Big 4 warns on rising super mistakes

Big 4 warns on rising super mistakes

SMSF trustees are mixing up the two $1.6 million caps, confusing the $1.6 million transfer balance cap with the $1.6 million balance restriction for non-concessional contributions, according to a big four firm.

PwC director of private clients Liz Westover said many SMSF trustees are getting confused about the rules that apply to each measure.

“For pension accounts you have debits and credits that go into that balance; it’s simply how much you can transfer into a pension account. Now it can grow over time, that’s fine, but it’s essentially how much you transfer in,” Ms Westover said.

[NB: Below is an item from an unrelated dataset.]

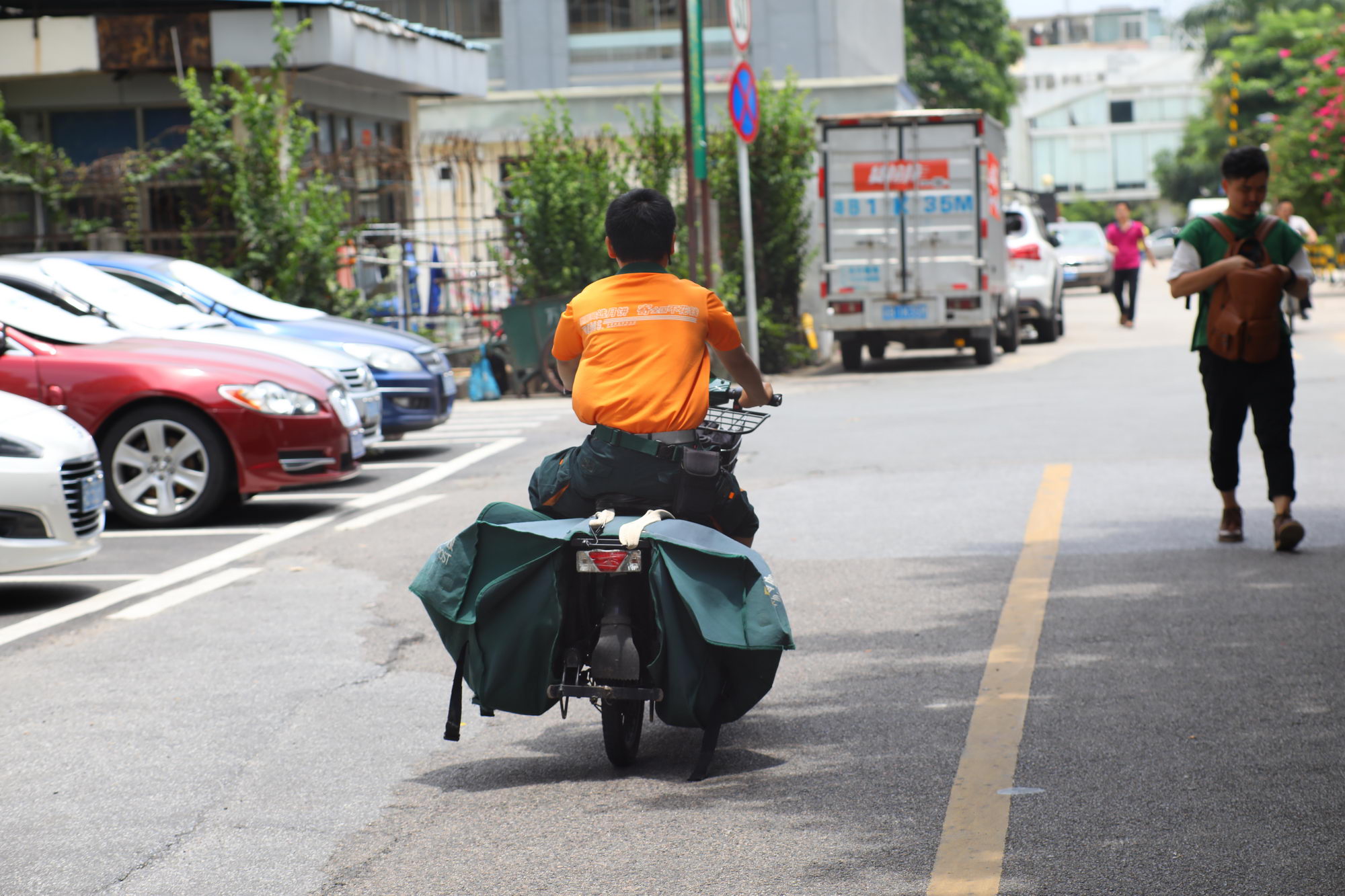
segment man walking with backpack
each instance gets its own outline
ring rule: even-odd
[[[1167,281],[1173,297],[1200,293],[1192,350],[1209,410],[1209,464],[1224,500],[1219,541],[1243,539],[1237,505],[1237,444],[1251,409],[1275,506],[1275,550],[1294,550],[1303,525],[1293,518],[1294,357],[1280,291],[1307,295],[1313,269],[1303,239],[1289,225],[1260,214],[1270,161],[1255,147],[1231,149],[1220,165],[1228,209],[1188,221],[1178,235]]]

For non-concessional contribution tax purposes, Ms Westover said the trustee’s balance on the 30th of June dictates their ability to make non-concessional contributions.

“When you start to add in debits and credits and all sorts of things, people start to get confused about how it applies to one and not the other,” she said.

“I think, in some ways, if we’d used an entirely different number of the two measures it would have saved some confusion, but the fact that we keep talking about this $1.6 million threshold, it’s just causing some confusion.”

Ms Westover said the measure for non-concessional contributions is merely a number.

“If my balance is below that number, I can make non-concessional contributions; if it’s above that number, I can’t,” she said.

“Whereas with the application for pension transfer amount, it’s a transfer amount and it can have debits and credits and so on, and you can commute amounts; and the application is quite different compared with your ability to make non-concessional contributions.”